MPEG (Motion Picture Experts Group)

  • MPEG consists of intra-frame (frame = single picture) compression:
    Every single picture is compressed JPG.
  • and inter-frame compression: comparison of the image content of several frames. Only changed (moving) image content is re-encoded.
  • Example (Inter-…): A person stands and lifts his right arm. Only the moving right arm is coded. Then the arm stays up and the left arm is also taken up. Only the left arm (+ background of course) is coded.


The Preflight in layout programs checks whether the Image resolution, the Data depth, the Output color space does justice to the output medium. For example, a 72 dpi image is not suitable for printing. The Prefligt would output a corresponding error message.


The sampling rate, Number of channels and Frame rate is relevant for audio and video.

Here is the sampling rate the value that indicates how often a sound track is scanned in a certain time. The higher this rate, the clearer the sound will be later. It is given in Hertz, which stands for "1 per second". 44,000 KHz would therefore correspond to 44,000,000 samples per second.

Decreased If you change the value, fewer samples are saved in one second. Information goes through this lost.

An example:

A staircase has 100 steps that are easy to climb. If you double the number of steps (the sampling rate), the steps are only half as large. If you add as many levels as you like, you get the impression of a smooth surface and thus a very precise sound.

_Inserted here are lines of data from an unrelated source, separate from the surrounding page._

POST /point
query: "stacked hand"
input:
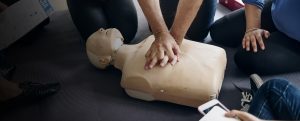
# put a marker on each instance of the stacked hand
(162, 51)
(253, 38)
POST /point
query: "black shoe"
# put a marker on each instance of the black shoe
(6, 69)
(31, 92)
(246, 97)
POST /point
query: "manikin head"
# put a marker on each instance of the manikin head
(101, 46)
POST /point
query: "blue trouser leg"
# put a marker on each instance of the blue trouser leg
(276, 99)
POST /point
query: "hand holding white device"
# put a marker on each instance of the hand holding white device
(214, 111)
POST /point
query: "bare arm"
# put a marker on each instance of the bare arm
(186, 13)
(164, 49)
(253, 34)
(154, 16)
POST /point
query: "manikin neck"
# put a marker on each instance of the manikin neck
(121, 55)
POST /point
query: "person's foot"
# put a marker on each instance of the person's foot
(31, 92)
(255, 82)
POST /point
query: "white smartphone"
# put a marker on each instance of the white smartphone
(206, 107)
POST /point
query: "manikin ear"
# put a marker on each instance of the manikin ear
(116, 38)
(101, 45)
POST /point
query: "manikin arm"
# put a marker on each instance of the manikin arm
(186, 13)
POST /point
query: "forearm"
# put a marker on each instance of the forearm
(253, 17)
(186, 13)
(152, 11)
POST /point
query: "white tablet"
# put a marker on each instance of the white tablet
(206, 107)
(217, 114)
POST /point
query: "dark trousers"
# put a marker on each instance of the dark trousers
(276, 99)
(90, 15)
(282, 54)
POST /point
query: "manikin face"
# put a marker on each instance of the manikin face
(101, 45)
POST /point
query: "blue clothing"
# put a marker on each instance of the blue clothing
(276, 99)
(285, 14)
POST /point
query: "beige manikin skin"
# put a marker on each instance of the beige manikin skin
(194, 80)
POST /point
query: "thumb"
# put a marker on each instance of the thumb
(266, 33)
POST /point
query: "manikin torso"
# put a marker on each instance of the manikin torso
(195, 79)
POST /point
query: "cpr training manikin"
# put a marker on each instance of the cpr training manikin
(194, 80)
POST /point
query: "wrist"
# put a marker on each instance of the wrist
(251, 29)
(178, 37)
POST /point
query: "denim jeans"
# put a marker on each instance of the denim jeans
(276, 99)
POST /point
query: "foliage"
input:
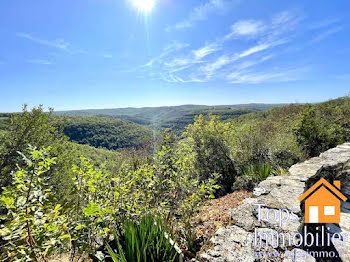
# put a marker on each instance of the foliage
(209, 140)
(252, 175)
(104, 200)
(147, 240)
(34, 226)
(30, 127)
(110, 133)
(173, 117)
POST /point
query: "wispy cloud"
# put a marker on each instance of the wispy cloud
(40, 62)
(58, 43)
(107, 56)
(324, 23)
(248, 53)
(325, 34)
(201, 13)
(205, 51)
(247, 28)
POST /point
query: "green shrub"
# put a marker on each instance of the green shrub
(252, 175)
(148, 240)
(34, 227)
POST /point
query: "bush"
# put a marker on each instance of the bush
(209, 141)
(34, 226)
(146, 241)
(252, 175)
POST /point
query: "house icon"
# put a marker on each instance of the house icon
(322, 202)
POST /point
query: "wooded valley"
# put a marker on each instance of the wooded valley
(93, 183)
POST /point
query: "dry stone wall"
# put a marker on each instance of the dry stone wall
(279, 195)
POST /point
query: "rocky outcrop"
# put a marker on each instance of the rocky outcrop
(263, 226)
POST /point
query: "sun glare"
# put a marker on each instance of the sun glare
(145, 6)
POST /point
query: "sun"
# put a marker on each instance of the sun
(144, 6)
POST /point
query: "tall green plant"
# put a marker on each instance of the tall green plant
(146, 241)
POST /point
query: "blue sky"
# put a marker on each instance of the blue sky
(108, 53)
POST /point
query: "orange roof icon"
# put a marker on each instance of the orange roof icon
(329, 186)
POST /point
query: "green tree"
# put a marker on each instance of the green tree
(33, 127)
(34, 227)
(209, 140)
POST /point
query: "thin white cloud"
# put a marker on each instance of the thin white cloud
(258, 77)
(247, 28)
(326, 34)
(58, 43)
(107, 56)
(205, 51)
(324, 23)
(201, 13)
(40, 62)
(243, 55)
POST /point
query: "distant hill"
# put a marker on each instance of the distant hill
(174, 117)
(106, 132)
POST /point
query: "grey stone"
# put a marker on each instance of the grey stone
(235, 243)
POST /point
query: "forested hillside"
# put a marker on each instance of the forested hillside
(174, 117)
(110, 133)
(59, 197)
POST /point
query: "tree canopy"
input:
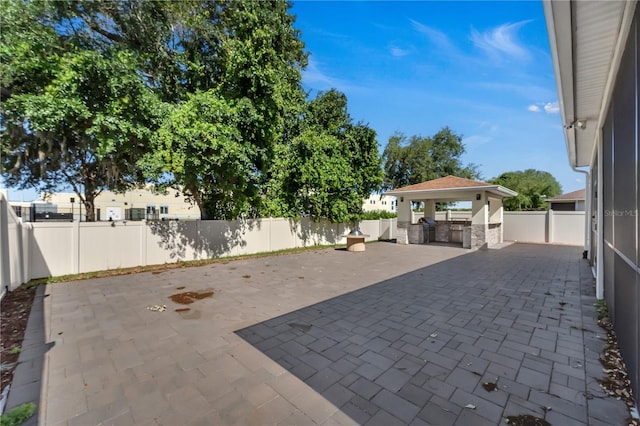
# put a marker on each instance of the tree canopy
(533, 187)
(203, 96)
(415, 159)
(84, 82)
(328, 167)
(71, 114)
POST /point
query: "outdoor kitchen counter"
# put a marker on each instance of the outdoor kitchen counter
(450, 230)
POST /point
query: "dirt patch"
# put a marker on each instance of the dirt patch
(616, 383)
(188, 297)
(526, 420)
(490, 387)
(14, 315)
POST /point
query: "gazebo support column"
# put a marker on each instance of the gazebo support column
(404, 220)
(479, 221)
(430, 208)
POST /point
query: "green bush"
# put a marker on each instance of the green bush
(18, 415)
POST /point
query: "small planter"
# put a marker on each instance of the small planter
(355, 240)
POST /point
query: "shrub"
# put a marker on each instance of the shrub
(377, 214)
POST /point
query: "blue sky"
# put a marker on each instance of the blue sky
(482, 68)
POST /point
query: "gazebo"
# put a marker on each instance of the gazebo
(482, 231)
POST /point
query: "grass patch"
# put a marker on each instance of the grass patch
(18, 415)
(167, 266)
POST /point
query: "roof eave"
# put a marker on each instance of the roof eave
(495, 189)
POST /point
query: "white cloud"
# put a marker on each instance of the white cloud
(438, 38)
(551, 108)
(398, 52)
(548, 107)
(314, 76)
(476, 140)
(501, 40)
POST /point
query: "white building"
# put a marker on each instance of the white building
(137, 204)
(377, 202)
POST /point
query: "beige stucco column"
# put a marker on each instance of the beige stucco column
(495, 217)
(430, 208)
(479, 220)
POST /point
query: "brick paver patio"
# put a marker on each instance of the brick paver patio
(394, 335)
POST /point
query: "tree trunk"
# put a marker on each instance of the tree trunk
(88, 201)
(204, 215)
(90, 209)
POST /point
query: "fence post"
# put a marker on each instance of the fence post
(143, 242)
(75, 247)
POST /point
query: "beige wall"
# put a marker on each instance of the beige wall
(62, 248)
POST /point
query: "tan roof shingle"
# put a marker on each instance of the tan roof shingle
(447, 182)
(580, 194)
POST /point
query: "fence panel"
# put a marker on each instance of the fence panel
(525, 226)
(568, 228)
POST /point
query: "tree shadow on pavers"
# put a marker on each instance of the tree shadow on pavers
(28, 375)
(420, 346)
(199, 239)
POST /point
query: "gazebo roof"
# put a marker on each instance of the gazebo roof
(450, 184)
(578, 195)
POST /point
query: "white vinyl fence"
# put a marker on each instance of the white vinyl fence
(44, 249)
(559, 227)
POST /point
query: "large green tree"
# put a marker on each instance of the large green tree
(328, 167)
(243, 64)
(416, 159)
(533, 187)
(72, 115)
(240, 55)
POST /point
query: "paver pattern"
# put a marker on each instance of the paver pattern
(394, 335)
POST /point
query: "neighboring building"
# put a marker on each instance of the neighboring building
(377, 202)
(595, 45)
(133, 205)
(570, 202)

The Number of channels only indicates how many audio tracks are running next to each other in a video or piece of music. It is one for mono, two for stereo, six for 5.1 surround sound and eight for 7.1 surround sound. Compression can be achieved when channels are removed. For example, two audio tracks (stereo) can be converted into one (mono). The impression of the spatial sound is lost reduction of audio channels is so lossy.

The Frame rate indicates how many frames per second are encoded in a video signal.

25 frames per second (FPS), 29.97 FPS, 30 FPS and 60 FPS are common here. A compression can be achieved here if you look at the frame rate reduced, i.e. fewer images per second than in the source material. However, this also includes information lost.